Primary Outcome Measures

Name	Time	Method
Number of Participants With Local and Systemic Reactogenicity Events Over 8 Days After First Vaccination	Day 8	Participants will be asked to note occurrences of local reactions: erythema, induration, swelling, pain/tenderness, itching, or warmth at the injection site, and systemic events: daily temperature, fatigue, headache, myalgia, arthralgia, chills, nausea, vomiting, rashes, and general itching daily for 8 days post-vaccination.

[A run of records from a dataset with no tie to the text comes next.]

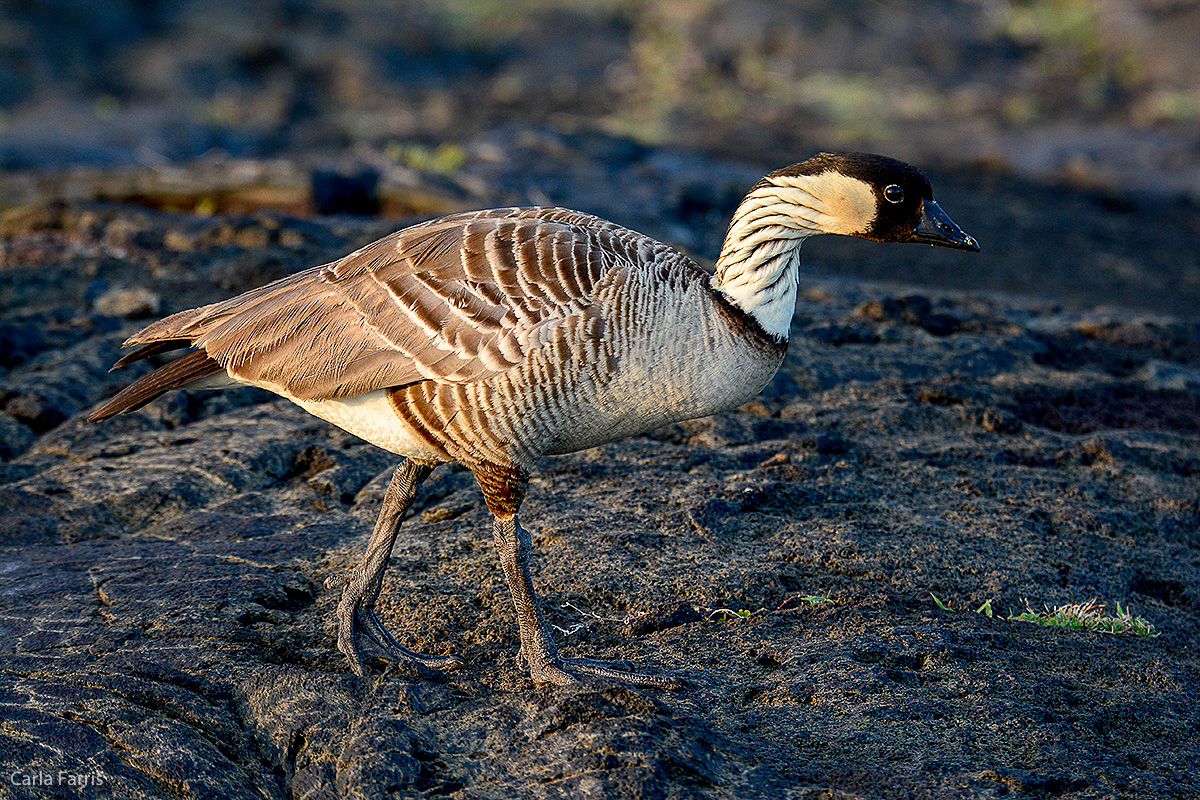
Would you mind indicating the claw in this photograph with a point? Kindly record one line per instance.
(563, 672)
(361, 635)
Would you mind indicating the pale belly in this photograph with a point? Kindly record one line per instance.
(371, 417)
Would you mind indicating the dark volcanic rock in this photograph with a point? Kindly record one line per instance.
(163, 626)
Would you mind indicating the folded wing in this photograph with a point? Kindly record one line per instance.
(454, 300)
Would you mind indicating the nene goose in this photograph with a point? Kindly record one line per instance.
(495, 337)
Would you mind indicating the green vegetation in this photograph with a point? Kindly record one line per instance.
(1087, 615)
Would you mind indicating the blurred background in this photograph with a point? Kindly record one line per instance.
(402, 107)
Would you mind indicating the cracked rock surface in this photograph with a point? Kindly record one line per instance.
(163, 625)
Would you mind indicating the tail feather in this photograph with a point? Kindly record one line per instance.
(180, 372)
(148, 350)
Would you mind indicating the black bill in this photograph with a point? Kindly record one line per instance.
(936, 228)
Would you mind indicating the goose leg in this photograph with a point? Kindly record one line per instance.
(360, 633)
(537, 645)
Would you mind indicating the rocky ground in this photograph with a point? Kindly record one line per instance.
(952, 434)
(165, 625)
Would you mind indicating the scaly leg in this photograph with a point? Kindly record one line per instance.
(360, 635)
(537, 645)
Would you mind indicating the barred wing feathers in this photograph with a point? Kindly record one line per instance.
(453, 300)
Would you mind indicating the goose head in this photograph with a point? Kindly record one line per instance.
(865, 196)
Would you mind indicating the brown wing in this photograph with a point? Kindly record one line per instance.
(454, 300)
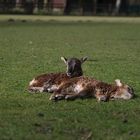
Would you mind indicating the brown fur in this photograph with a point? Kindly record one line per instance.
(52, 81)
(82, 87)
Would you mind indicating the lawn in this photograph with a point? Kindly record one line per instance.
(32, 47)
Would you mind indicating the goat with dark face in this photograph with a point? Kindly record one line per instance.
(74, 68)
(48, 82)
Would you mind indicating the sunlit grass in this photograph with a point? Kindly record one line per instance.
(30, 48)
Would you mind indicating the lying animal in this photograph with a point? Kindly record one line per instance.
(83, 87)
(48, 82)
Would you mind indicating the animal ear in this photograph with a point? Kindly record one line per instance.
(64, 59)
(83, 59)
(118, 82)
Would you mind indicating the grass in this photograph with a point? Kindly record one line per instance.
(30, 48)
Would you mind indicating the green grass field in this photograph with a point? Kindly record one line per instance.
(29, 48)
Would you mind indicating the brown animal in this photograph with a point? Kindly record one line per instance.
(83, 87)
(51, 82)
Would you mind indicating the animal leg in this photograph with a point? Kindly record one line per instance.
(100, 96)
(81, 94)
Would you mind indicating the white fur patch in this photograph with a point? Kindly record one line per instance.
(118, 82)
(33, 82)
(37, 89)
(52, 88)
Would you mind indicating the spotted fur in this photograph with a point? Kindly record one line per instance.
(83, 87)
(52, 81)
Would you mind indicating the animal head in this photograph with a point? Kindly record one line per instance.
(74, 66)
(123, 91)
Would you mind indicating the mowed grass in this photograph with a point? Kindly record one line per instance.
(30, 48)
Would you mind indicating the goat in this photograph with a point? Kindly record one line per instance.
(48, 82)
(83, 87)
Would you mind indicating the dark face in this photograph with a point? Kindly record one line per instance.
(74, 68)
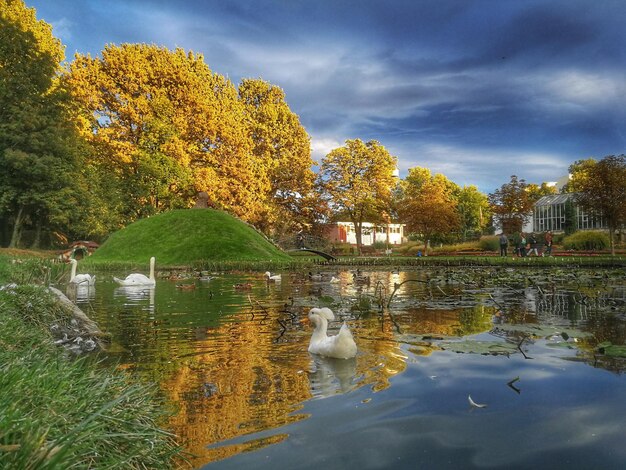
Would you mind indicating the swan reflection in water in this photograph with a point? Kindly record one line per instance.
(80, 292)
(136, 295)
(329, 376)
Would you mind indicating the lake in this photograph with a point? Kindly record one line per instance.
(230, 356)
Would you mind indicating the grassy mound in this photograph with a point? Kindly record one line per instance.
(181, 237)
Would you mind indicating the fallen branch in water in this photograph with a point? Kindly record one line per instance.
(511, 382)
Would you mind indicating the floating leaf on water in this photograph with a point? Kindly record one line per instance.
(479, 347)
(613, 350)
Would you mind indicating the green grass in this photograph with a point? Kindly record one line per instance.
(58, 412)
(185, 237)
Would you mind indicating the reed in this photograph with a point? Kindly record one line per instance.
(59, 412)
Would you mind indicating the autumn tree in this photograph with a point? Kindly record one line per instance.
(358, 180)
(600, 189)
(474, 211)
(37, 141)
(165, 126)
(512, 204)
(283, 148)
(428, 205)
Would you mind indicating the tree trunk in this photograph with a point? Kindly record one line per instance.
(17, 228)
(358, 227)
(37, 240)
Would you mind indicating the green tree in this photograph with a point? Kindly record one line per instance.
(536, 192)
(512, 204)
(474, 211)
(358, 180)
(569, 209)
(38, 144)
(283, 148)
(600, 188)
(428, 205)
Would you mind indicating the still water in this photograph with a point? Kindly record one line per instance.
(231, 356)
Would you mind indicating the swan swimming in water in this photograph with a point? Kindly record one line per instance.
(136, 279)
(340, 346)
(80, 279)
(275, 277)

These occurrences will be recorded through the memory aid provided to serve as a reminder to the participants for the next clinic visit.
Number of Participants With Local and Systemic Reactogenicity Events Over 8 Days After Second Vaccination	Day 36	Participants will be asked to note occurrences of local reactions: erythema, induration, swelling, pain/tenderness, itching, or warmth at the injection site, and systemic events: daily temperature, fatigue, headache, myalgia, arthralgia, chills, nausea, vomiting, rashes, and general itching daily for 8 days post-vaccination. These occurrences will be recorded through the memory aid provided to serve as a reminder to the participants for the next clinic visit.

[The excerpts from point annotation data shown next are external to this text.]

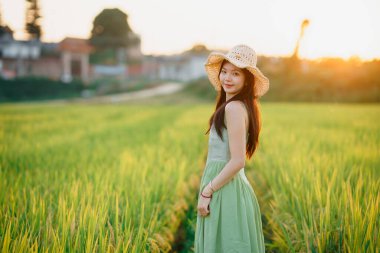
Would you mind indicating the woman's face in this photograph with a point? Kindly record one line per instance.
(232, 79)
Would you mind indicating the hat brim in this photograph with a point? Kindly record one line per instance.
(213, 65)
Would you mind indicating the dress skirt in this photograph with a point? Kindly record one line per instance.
(234, 222)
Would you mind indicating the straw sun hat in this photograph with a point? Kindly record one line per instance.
(241, 56)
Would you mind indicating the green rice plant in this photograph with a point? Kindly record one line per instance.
(320, 164)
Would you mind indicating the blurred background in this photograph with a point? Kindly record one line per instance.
(320, 51)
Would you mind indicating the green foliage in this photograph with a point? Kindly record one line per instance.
(97, 178)
(110, 29)
(114, 178)
(32, 25)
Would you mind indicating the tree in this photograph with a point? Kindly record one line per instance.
(32, 17)
(110, 30)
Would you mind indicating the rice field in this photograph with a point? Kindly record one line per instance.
(122, 178)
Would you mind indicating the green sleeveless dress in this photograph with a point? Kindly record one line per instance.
(234, 222)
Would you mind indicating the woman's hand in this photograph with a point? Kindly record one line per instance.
(204, 203)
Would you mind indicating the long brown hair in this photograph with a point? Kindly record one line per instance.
(248, 97)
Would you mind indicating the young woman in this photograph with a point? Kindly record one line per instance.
(229, 218)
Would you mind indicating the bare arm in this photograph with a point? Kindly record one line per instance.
(235, 118)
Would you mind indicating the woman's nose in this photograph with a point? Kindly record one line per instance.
(227, 76)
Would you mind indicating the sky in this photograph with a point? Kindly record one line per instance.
(338, 28)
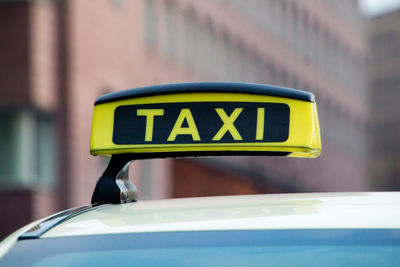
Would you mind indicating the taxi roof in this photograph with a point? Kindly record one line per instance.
(252, 212)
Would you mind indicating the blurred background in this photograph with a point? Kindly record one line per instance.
(57, 56)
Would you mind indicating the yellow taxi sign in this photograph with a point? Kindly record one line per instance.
(205, 119)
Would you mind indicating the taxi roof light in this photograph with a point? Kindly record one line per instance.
(199, 119)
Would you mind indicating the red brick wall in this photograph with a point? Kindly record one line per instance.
(192, 179)
(14, 51)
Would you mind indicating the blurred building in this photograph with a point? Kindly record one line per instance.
(57, 56)
(384, 40)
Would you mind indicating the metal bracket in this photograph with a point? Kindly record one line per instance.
(114, 187)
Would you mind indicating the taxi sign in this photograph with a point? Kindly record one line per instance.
(196, 119)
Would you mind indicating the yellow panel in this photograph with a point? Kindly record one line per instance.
(303, 139)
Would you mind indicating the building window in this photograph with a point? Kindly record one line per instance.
(171, 28)
(27, 142)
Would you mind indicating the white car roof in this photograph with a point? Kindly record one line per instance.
(276, 211)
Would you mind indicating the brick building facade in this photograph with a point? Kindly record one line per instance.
(59, 55)
(384, 81)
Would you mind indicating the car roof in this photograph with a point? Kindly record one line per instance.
(276, 211)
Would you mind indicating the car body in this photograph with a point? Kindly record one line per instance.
(282, 229)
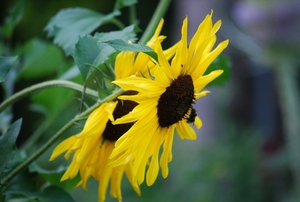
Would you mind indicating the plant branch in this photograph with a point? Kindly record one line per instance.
(160, 11)
(40, 86)
(58, 135)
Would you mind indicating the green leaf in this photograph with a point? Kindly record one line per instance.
(7, 144)
(41, 58)
(122, 45)
(69, 24)
(15, 16)
(221, 62)
(5, 64)
(52, 194)
(124, 3)
(54, 176)
(91, 51)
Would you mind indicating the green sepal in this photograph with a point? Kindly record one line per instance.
(222, 62)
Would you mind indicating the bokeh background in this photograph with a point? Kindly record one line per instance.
(245, 150)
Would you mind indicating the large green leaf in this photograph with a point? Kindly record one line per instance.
(122, 45)
(69, 24)
(221, 62)
(54, 176)
(41, 58)
(124, 3)
(7, 144)
(5, 64)
(91, 51)
(15, 16)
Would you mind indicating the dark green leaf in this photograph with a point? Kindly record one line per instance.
(69, 24)
(221, 62)
(91, 51)
(41, 58)
(7, 144)
(15, 16)
(5, 64)
(122, 45)
(50, 194)
(54, 176)
(123, 3)
(53, 194)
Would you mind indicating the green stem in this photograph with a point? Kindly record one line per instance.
(132, 15)
(118, 23)
(40, 86)
(289, 102)
(58, 135)
(160, 11)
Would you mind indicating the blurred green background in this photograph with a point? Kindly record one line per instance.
(242, 152)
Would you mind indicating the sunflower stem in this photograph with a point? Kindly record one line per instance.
(132, 14)
(44, 85)
(289, 102)
(160, 11)
(64, 129)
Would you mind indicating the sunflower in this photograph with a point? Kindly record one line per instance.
(94, 144)
(165, 102)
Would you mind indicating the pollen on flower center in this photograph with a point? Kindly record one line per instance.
(176, 102)
(114, 132)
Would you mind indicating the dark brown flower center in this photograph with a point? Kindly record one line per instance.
(176, 102)
(114, 132)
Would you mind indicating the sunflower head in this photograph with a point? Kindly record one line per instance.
(165, 103)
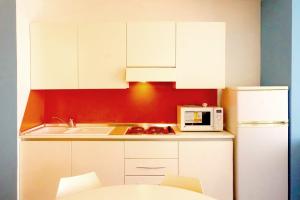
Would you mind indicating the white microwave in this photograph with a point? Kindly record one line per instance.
(198, 118)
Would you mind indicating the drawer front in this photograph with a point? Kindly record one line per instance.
(152, 180)
(151, 149)
(151, 166)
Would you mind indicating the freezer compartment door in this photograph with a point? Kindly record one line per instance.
(261, 160)
(262, 106)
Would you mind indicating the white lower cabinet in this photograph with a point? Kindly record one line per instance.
(106, 158)
(212, 162)
(42, 164)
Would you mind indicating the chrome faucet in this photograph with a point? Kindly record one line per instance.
(70, 123)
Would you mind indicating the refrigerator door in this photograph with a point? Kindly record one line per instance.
(261, 157)
(262, 106)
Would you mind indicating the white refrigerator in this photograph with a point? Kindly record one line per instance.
(258, 117)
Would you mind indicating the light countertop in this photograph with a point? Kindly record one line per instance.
(117, 132)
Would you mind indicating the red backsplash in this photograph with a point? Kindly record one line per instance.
(141, 102)
(34, 113)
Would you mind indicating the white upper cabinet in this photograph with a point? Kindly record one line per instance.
(151, 44)
(53, 56)
(102, 56)
(200, 55)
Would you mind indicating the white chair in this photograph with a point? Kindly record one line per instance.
(187, 183)
(71, 185)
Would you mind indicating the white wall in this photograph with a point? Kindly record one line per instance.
(242, 17)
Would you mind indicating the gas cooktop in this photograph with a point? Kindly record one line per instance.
(152, 130)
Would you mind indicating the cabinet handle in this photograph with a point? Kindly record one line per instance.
(150, 167)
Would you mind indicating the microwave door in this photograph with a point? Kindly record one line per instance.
(198, 120)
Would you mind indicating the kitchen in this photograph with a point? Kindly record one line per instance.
(154, 63)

Number of Participants With Adverse Events (AEs) or Serious Adverse Events (SAEs)	Week 52 or early withdrawal	An AE is any untoward medical occurrence in a participant who received study drug without regard to possibility of causal relationship. An SAE is an AE resulting in any of the following outcomes or deemed significant for any other reason: death; initial or prolonged inpatient hospitalization; life-threatening experience (immediate risk of dying); persistent or significant disability/incapacity; congenital anomaly.

Secondary Outcome Measures

Name	Time	Method
Envelop (Env) Binding Antibody Titer at Week 8	Week 8	The humoral immune response will be assessed by Env Clade C-specific enzyme-linked immunosorbent assay (ELISA) binding antibody titer at Week 8.